Prove that $p-1 \mid p^k(p-2)+1$

Question

How to prove that for prime numbers $p$ and natural numbers $k$, $$p-1 \mid p^k(p-2)+1$$ My initial approach is to check if the numerator is even since the denominator can either be 1 or an even number. Upon inspection, yes. If it is divisible, what could be the form of the divisor... Thanks..

Answer 1

Rearrange:

$$p^k (p - 2) + 1 = p^k (p - 1) + 1 - p^k$$

So it suffices to check that $p - 1 | p^k - 1$. This can be proven by considering

$$p^k - 1 = (p - 1)(1 + p + p^2 + \dots + p^{k - 1})$$

Answer 2

For integer $k\ge0,$ $$p^k-1\equiv0\pmod{p-1}$$ as Why $a^n - b^n$ is divisible by $a-b$?
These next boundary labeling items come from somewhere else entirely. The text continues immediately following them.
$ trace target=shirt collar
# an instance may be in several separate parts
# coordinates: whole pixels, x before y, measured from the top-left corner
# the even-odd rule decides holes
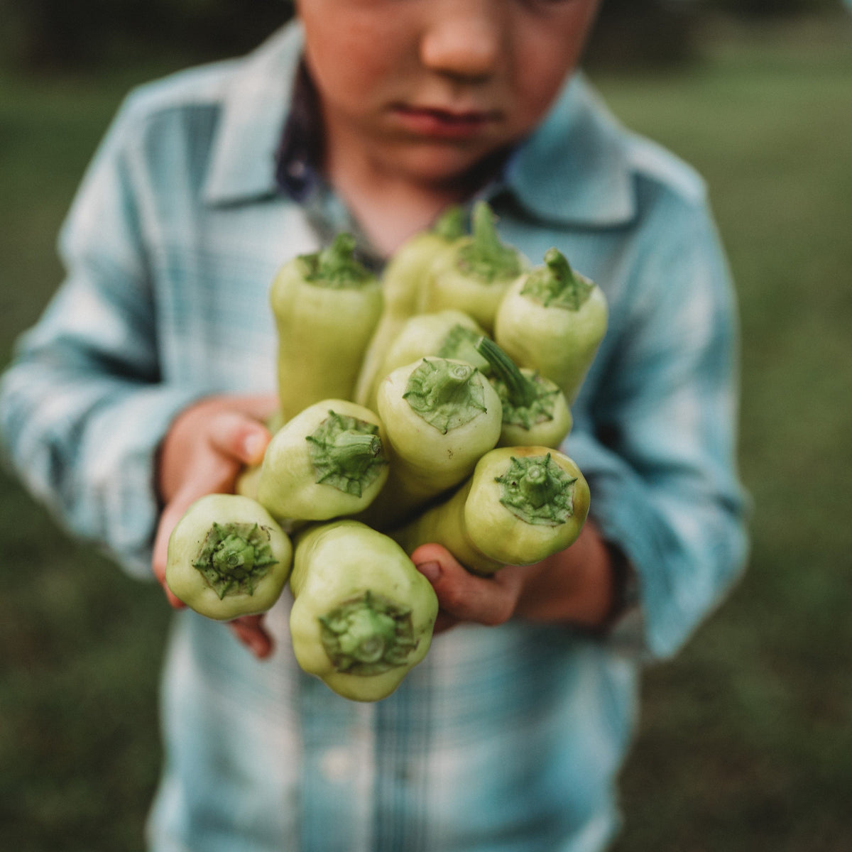
[[[275,154],[301,55],[301,28],[288,25],[250,54],[228,81],[204,183],[207,203],[278,192]]]
[[[305,104],[292,101],[302,46],[301,27],[290,24],[250,55],[232,78],[204,187],[209,203],[282,189],[300,200],[312,188],[320,140],[310,128],[315,131],[316,120],[312,125],[310,108],[306,116]],[[556,224],[614,226],[636,211],[624,129],[581,73],[509,157],[498,185],[532,215]]]
[[[544,221],[624,224],[636,207],[625,130],[578,72],[509,158],[504,185]]]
Alternatively, observe that for integer $k\ge0,$ $$p^k=(p-1+1)^k=\sum_{0\le r\le k}\binom kr(p-1)^r=1+\sum_{1\le r\le k}\binom kr(p-1)^r\equiv1\pmod{p-1}$$ as Proof that a Combination is an integer

Answer 3

Think mod $p-1$:

$p\equiv1\pmod{p-1}$ and $p-2\equiv-1\pmod{p-1}$. Therefore, $$ p^k(p-2)+1\equiv1^k(-1)+1\equiv0\pmod{p-1} $$ That is, $p-1\mid p^k(p-2)+1$.

Answer 4

This is true in a much more general setting, not just for prime numbers and divisibility of natural numbers. Look at the polynomial $f(X) = X^k (X - 2) + 1$ (over whatever ring $R$ you like). Then $f(1) = 1^k (1 - 2) + 1 = 0$. Therefore $X - 1 \mid f(X)$. Plugging in a specific $x \in R$ then also gives $x - 1 \mid x^k (x - 2) + 1$.

Answer 5

In what follows, we assume that $p$ is a prime number and that $k$ is a nonnegative integer.

Still another way to prove that $$p - 1 \mid {p^k}(p - 2) + 1$$ is by showing that $$D(p^k) = \frac{{p^k}(p - 2) + 1}{p - 1}$$ where $D(x)$ is the arithmetic function called the deficiency of $x$, defined as $$D(x) = 2x - \sigma(x)$$ and where $\sigma(x)$ is the sum of divisors of $x$.